Nachisan Shrine Mandala
The Nachisan Shrine Mandala in Kumano Nachi Taisha Grand Shrine’s Treasure Hall was painted roughly five centuries ago, and depicts the shrine and its surroundings. More than thirty copies of the mandala are known to survive, but the one in the Treasure Hall is particularly well-preserved and has been designated a Cultural Property of Wakayama Prefecture.
Doctrine and Cosmology
The concept of the mandala arrived in Japan with esoteric Buddhism. The word “mandala” was originally used to describe relatively abstract graphic representations of Buddhist doctrine and cosmology. However, over the centuries, it also came to be applied to concrete images of major shrines and temples used to extend the reach of these religious institutions and maintain their influence over time. These images developed into pilgrimage mandalas showing pilgrims traveling through the depicted sites. They served as visual “travel guides” as well as an exposition of doctrine. Some devotees even used them to take “virtual pilgrimages.”

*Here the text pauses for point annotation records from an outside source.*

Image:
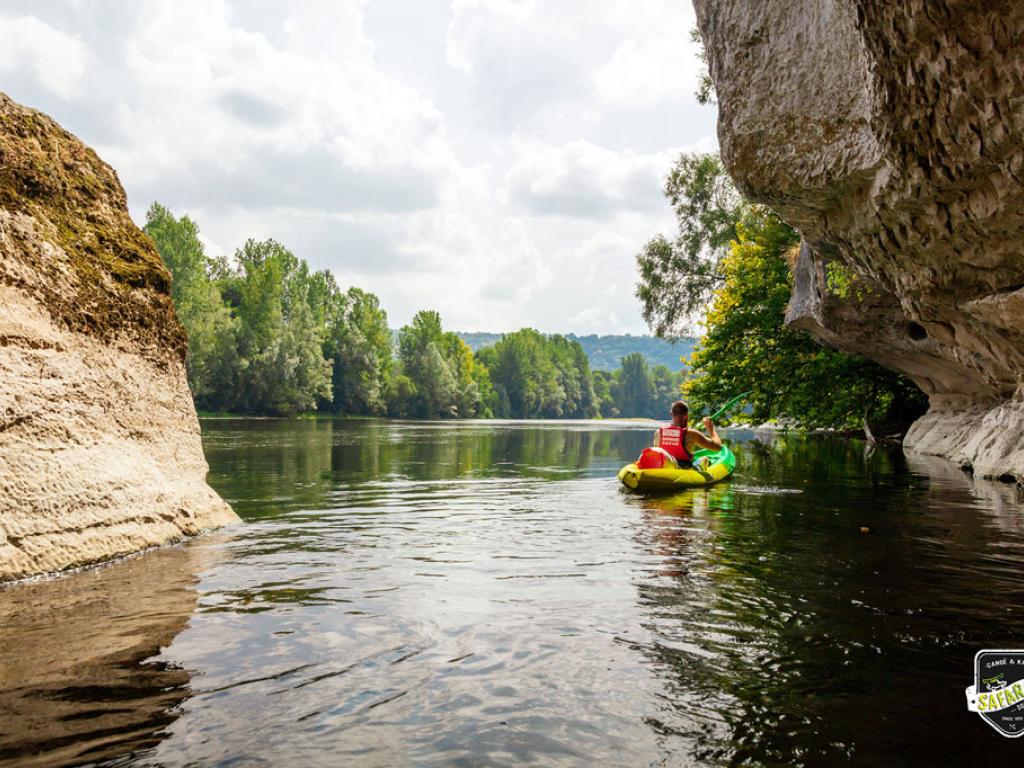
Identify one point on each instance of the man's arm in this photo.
(712, 440)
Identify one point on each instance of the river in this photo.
(483, 593)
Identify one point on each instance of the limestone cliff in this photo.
(99, 443)
(889, 134)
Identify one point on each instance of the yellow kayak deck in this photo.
(718, 466)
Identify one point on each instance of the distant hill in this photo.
(604, 352)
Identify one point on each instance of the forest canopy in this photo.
(270, 336)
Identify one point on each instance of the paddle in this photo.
(728, 404)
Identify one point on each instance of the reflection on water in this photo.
(484, 594)
(79, 681)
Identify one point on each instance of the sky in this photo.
(500, 161)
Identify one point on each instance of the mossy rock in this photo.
(119, 289)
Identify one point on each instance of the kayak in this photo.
(710, 466)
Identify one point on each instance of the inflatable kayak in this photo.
(709, 467)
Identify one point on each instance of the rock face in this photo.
(889, 134)
(99, 443)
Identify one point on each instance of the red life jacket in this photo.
(673, 439)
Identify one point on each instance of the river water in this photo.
(483, 593)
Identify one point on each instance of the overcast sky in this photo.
(500, 161)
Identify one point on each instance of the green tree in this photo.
(282, 334)
(212, 359)
(444, 378)
(748, 347)
(359, 344)
(635, 388)
(679, 276)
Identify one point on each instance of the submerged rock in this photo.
(99, 443)
(889, 134)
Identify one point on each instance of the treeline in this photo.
(606, 352)
(269, 336)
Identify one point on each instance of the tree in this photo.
(212, 358)
(748, 347)
(359, 344)
(281, 338)
(444, 377)
(635, 389)
(679, 276)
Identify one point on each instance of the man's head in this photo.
(680, 413)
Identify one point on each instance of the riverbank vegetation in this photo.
(270, 336)
(727, 270)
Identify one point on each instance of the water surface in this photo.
(483, 593)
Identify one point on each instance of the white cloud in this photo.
(56, 60)
(502, 164)
(584, 179)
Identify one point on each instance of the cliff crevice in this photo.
(889, 135)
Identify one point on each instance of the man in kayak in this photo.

The Nachisan Shrine Mandala is one of the earliest examples of the pilgrimage mandala genre. Kumano bikuni (nuns) carried copies of the mandala across Japan, unrolling them in public spaces to use as visual aids when preaching the Kumano faith. The mandala showed people what they could expect when they made the pilgrimage.
Sacred Structures
At the top and center of the painting are five sanctuary buildings (honden) in a row (although the fifth is slightly set back), with a longer sixth sanctuary called the Hasshaden (“sanctuary of eight shrines”) to the left. The current sanctuary buildings are arranged in essentially the same L-shaped layout. Note the crows in front of the buildings. These hint at the Yatagarasu (three-legged crow), which figures heavily in Kumano legend.

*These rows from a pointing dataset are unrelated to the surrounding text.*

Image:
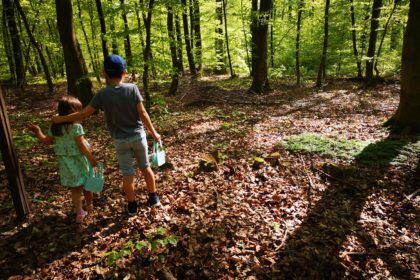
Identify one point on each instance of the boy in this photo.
(126, 117)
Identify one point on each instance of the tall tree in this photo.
(374, 24)
(147, 51)
(9, 13)
(259, 31)
(197, 33)
(103, 28)
(353, 34)
(78, 82)
(188, 43)
(407, 114)
(37, 47)
(321, 70)
(127, 43)
(232, 74)
(220, 56)
(172, 45)
(297, 55)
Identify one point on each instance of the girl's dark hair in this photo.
(66, 105)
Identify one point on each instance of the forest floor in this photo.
(300, 183)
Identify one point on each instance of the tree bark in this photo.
(9, 12)
(220, 56)
(322, 67)
(87, 41)
(353, 34)
(36, 46)
(147, 53)
(299, 22)
(127, 43)
(259, 30)
(232, 74)
(103, 28)
(374, 24)
(407, 114)
(187, 38)
(172, 45)
(78, 82)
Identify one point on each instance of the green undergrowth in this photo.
(387, 151)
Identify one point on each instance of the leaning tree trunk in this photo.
(127, 43)
(36, 46)
(188, 44)
(353, 34)
(374, 24)
(408, 112)
(9, 13)
(172, 45)
(232, 74)
(220, 57)
(147, 53)
(103, 28)
(259, 32)
(197, 33)
(299, 22)
(321, 69)
(78, 82)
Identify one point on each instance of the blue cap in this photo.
(114, 64)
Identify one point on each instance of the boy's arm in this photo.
(144, 116)
(75, 117)
(81, 143)
(45, 139)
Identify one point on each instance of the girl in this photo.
(72, 153)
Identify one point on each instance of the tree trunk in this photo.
(220, 56)
(87, 41)
(114, 44)
(103, 28)
(188, 40)
(179, 44)
(374, 24)
(353, 34)
(8, 48)
(407, 114)
(232, 74)
(245, 39)
(9, 12)
(197, 34)
(322, 67)
(36, 46)
(127, 43)
(299, 22)
(78, 82)
(259, 31)
(172, 44)
(147, 53)
(378, 53)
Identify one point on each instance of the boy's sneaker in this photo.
(132, 208)
(154, 200)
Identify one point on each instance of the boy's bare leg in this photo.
(128, 187)
(149, 177)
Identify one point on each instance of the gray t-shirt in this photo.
(120, 105)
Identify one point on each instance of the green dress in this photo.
(73, 165)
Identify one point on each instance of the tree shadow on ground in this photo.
(38, 243)
(312, 251)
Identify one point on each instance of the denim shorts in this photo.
(128, 148)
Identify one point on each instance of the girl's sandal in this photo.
(80, 216)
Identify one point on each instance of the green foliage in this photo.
(152, 247)
(388, 151)
(323, 145)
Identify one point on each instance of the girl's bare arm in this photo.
(81, 143)
(45, 139)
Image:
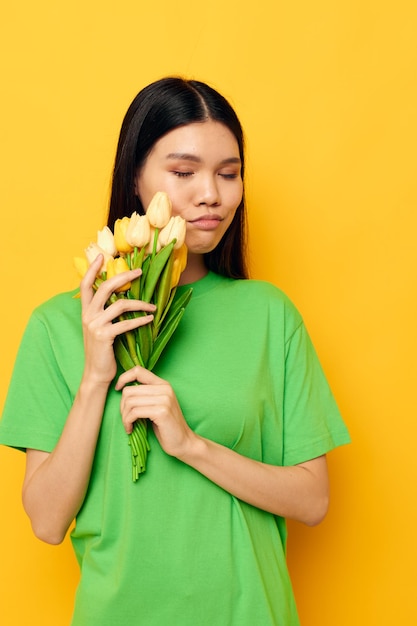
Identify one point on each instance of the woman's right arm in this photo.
(55, 483)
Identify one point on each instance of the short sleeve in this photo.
(312, 421)
(38, 399)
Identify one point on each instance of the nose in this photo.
(208, 192)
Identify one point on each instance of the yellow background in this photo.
(327, 94)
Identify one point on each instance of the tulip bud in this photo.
(175, 229)
(149, 248)
(159, 210)
(81, 265)
(138, 232)
(117, 266)
(92, 253)
(120, 228)
(105, 239)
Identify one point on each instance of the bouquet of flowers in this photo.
(155, 243)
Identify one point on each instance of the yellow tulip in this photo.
(159, 210)
(120, 228)
(92, 253)
(81, 265)
(179, 265)
(105, 239)
(138, 232)
(118, 266)
(175, 229)
(149, 248)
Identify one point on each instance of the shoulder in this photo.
(263, 294)
(263, 301)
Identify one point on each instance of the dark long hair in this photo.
(159, 108)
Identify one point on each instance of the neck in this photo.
(195, 269)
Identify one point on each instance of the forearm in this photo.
(55, 484)
(298, 492)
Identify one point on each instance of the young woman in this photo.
(241, 414)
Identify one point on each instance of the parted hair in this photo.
(157, 109)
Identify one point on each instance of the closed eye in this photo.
(182, 174)
(229, 176)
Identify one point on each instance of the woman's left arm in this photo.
(299, 492)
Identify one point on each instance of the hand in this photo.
(99, 327)
(154, 399)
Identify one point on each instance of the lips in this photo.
(206, 222)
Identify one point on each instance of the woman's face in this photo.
(199, 167)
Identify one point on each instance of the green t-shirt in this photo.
(174, 548)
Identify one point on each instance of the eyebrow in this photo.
(184, 156)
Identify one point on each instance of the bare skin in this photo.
(198, 165)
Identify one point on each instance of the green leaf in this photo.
(163, 338)
(178, 303)
(163, 290)
(122, 354)
(145, 342)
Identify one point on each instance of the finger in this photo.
(138, 374)
(125, 305)
(108, 287)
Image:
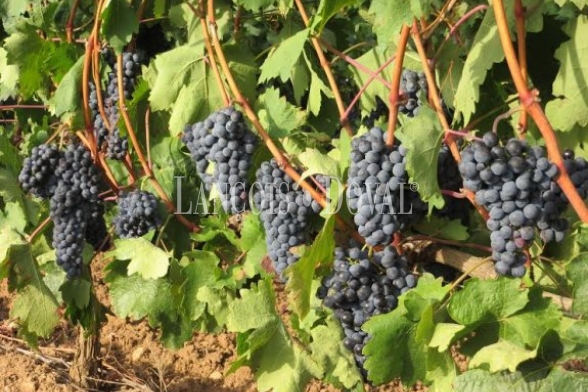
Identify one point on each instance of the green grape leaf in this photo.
(35, 307)
(147, 260)
(487, 300)
(301, 273)
(571, 85)
(119, 23)
(68, 96)
(390, 16)
(404, 334)
(422, 137)
(279, 116)
(282, 60)
(326, 10)
(577, 272)
(336, 362)
(9, 77)
(253, 242)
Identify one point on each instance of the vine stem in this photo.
(395, 85)
(219, 81)
(366, 84)
(522, 52)
(139, 151)
(281, 160)
(434, 97)
(70, 21)
(350, 60)
(536, 112)
(328, 71)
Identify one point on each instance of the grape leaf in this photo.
(571, 85)
(336, 362)
(279, 116)
(119, 23)
(390, 15)
(68, 96)
(300, 274)
(34, 307)
(577, 272)
(490, 300)
(149, 261)
(282, 60)
(9, 77)
(326, 10)
(422, 137)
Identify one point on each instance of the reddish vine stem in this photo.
(436, 101)
(139, 151)
(522, 52)
(395, 85)
(219, 81)
(533, 108)
(281, 160)
(350, 60)
(366, 84)
(328, 71)
(70, 20)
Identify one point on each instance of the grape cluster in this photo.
(116, 146)
(224, 139)
(284, 212)
(137, 214)
(413, 86)
(37, 174)
(361, 287)
(71, 182)
(379, 188)
(516, 184)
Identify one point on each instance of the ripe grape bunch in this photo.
(71, 182)
(284, 213)
(516, 184)
(115, 144)
(137, 214)
(224, 139)
(360, 288)
(379, 188)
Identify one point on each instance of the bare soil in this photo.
(131, 358)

Structurally, the mandala can be analyzed in many ways. Amida-ji Temple and the moon at the upper left clearly contrast with Nachi Waterfall and the sun at the upper right. These form a horizontal opposition of yin and yang, or death and life. Others see a “yin axis” associated with the afterlife stretching diagonally from top left to bottom right, where a monk is seen preparing to depart Fudarakusan-ji Temple by boat. He is setting out on the “crossing to Fudaraku,” a self-martyrdom ritual.
Lead Characters
The same pair of white-clad pilgrims are depicted at many places in the mandala, showing their progress through the sacred site. This technique of portraying multiple moments on the same landscape was common in traditional Japanese art, and was often used in picture-scrolls illustrating travel.

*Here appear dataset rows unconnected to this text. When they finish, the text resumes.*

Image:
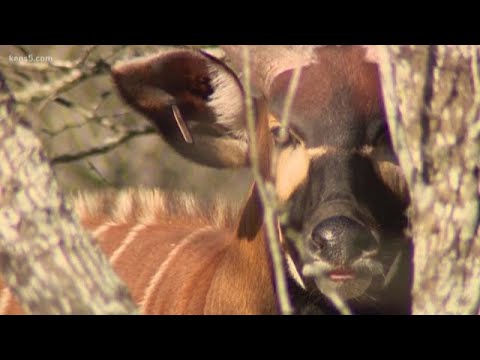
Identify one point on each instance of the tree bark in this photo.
(432, 97)
(46, 258)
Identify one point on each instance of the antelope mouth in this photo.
(347, 282)
(341, 275)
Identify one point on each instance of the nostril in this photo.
(340, 239)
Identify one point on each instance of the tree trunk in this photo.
(46, 258)
(432, 96)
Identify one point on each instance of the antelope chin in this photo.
(345, 286)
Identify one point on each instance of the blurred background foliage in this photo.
(73, 106)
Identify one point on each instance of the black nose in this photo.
(340, 240)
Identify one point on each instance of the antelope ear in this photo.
(193, 99)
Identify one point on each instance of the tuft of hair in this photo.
(153, 206)
(227, 100)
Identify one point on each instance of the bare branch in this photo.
(268, 197)
(105, 148)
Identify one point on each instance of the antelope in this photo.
(336, 174)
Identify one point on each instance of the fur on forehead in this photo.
(269, 61)
(227, 100)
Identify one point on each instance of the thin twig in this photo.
(62, 159)
(266, 196)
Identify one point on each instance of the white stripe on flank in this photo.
(99, 230)
(5, 297)
(171, 258)
(132, 234)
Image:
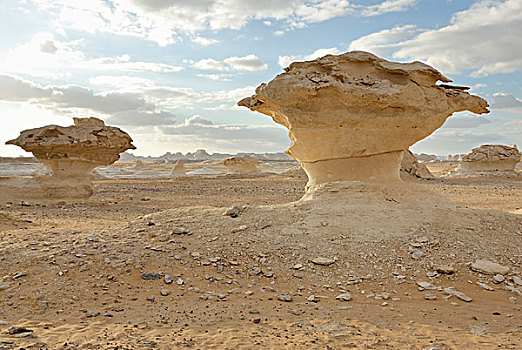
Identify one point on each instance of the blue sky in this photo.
(169, 72)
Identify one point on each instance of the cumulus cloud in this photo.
(161, 20)
(45, 55)
(464, 121)
(284, 61)
(247, 63)
(125, 108)
(483, 39)
(506, 101)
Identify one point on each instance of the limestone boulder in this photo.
(73, 151)
(241, 165)
(490, 160)
(178, 169)
(350, 116)
(412, 169)
(70, 153)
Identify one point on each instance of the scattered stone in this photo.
(417, 254)
(18, 330)
(430, 296)
(445, 269)
(168, 279)
(285, 297)
(497, 279)
(454, 292)
(489, 268)
(150, 276)
(426, 285)
(485, 286)
(233, 212)
(323, 261)
(344, 297)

Significantly, one pilgrim is male and the other female, signaling that the Kumano faith did not discriminate on the basis of gender. The openness of the faith is also shown by the diversity of the visitors: nobles and commoners, mountain ascetics and traveling merchants, dengaku dancers, and a monk carrying a biwa (lute) on his back. All were, and are, welcome at Kumano.
Many of the human figures depicted in the Nachisan Shrine Mandala are specific individuals, both historical and fictional. These include the following:
1: Mongaku was a Buddhist ascetic and former samurai who sat under Nachi Waterfall for 21 days in winter reciting the mantra of the deity Fudo Myo-o. This was his way of atoning for a murder he had committed that led him to renounce worldly things and become a traveling monk. Mongaku also plays a pivotal role in the epic Tale of the Heike, urging Minamoto no Yoritomo (1147–1199), the first of the Kamakura shoguns, to rebel against the powerful Taira clan. The austerities he performed under a waterfall at Kumano were a popular subject in traditional art.
2 and 3: Kongara and Seitaka were attendants of Fudo Myo-o who prevented Mongaku from freezing to death so that he could complete his austerities.
4: Izumi Shikibu (974–1034) was one of Japan’s greatest classical poets. She made the pilgrimage to Kumano in the early eleventh century. It is said that she began menstruating just before she reached the end of her pilgrimage, and wrote a mournful poem in the belief that menstruation would make her ritually impure and unable to worship at the shrine. That night, a visitation from the deities of Kumano reassured her this was not the case. The story was often told to emphasize the radical openness of Kumano as a place of pilgrimage.
5: Retired Emperor Go-Shirakawa (1127–1192) made 32 pilgrimages to Kumano between 1160 and 1191. This helped cement the popularity of the pilgrimage among aristocrats and warriors. Some scholars have argued the depicted figure may be either of the retired emperors Kazan (968–1008) or Go-Toba (1180–1239) instead, or even a nonspecific “retired emperor” figure.